Steven Levitsky, professor of government at Harvard University and author of How Democracies Die and Tyranny of the Minority, argued during a talk at the summit on the roots of the authoritarian backlash during the Trump era.
Recent widespread voter suppression efforts, violent threats against election workers and elected officials, and an attempt by the incumbent president to overturn the 2020 election are broader symptoms of the modern Republican party’s unwillingness to accept defeat.
What’s exacerbated the conservative repudiation of multiracial democracy is the right’s exploitation of several fundamental American institutions that empower minority rule, including the Electoral College, a malapportioned Senate where senators represent territories instead of people, a Senate filibuster that allows 41 senators to block progress on popular legislation, and lifetime terms for Supreme Court Justices.
“I want to suggest that these counter-majoritarian institutions are now subverting our democracy,” Levitsky said. “Minority rule is a uniquely American problem. In no other established democracy can partisan minorities routinely thwart electoral majorities as consistently or as consequentially as [in] the United States.”
In other words: “America is exceptionally undemocratic in this sense.”
Levitsky outlined a series of reforms that you’ve probably heard of or pushed for if you’re a pro-democracy advocate to, as he put it, “democratize American democracy.”
The reforms include a constitutional right to vote, automatic voter registration, direct presidential elections, the elimination of the Senate filibuster and term limits for Supreme Court justices.
“These are not radical reforms,” Levitsky said. “They would simply bring the United States in line with other established democracies across the world.”
For Nikole Hannah-Jones, founder of the CFJD and Knight chair in race and journalism, whether America continues its democratic backslide or redoubles its efforts to fulfill its promise requires a free press committed to the mandate of covering truth over power.

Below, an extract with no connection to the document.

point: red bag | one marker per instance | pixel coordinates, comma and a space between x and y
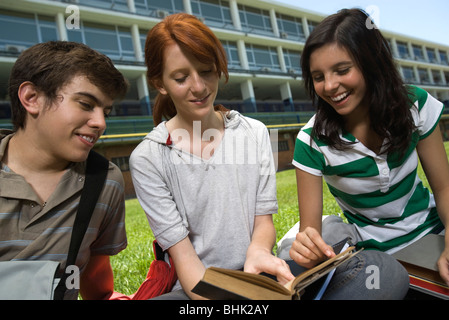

“We have to be unafraid to just report the truth,” she said.
With America at a crossroads between whether it will be a multiracial democracy or a democracy at all, the Pulitzer Prize-winning author insisted that the moment’s urgency will require journalists to report and write with nuance beyond the stale tropes of neutrality and symmetry. Instead, what voters need from the people given the responsibility to inform the electorate is for us to embrace the fundamental tenets of fairness and accuracy.
“Despite the results of the election last year, our democracy and our democratic institutions remain under attack,” Hannah-Jones said. “Our job therefore is not just to report on democracy but to protect it. We must understand that not only does democracy require a free press, but a free press requires democracy.”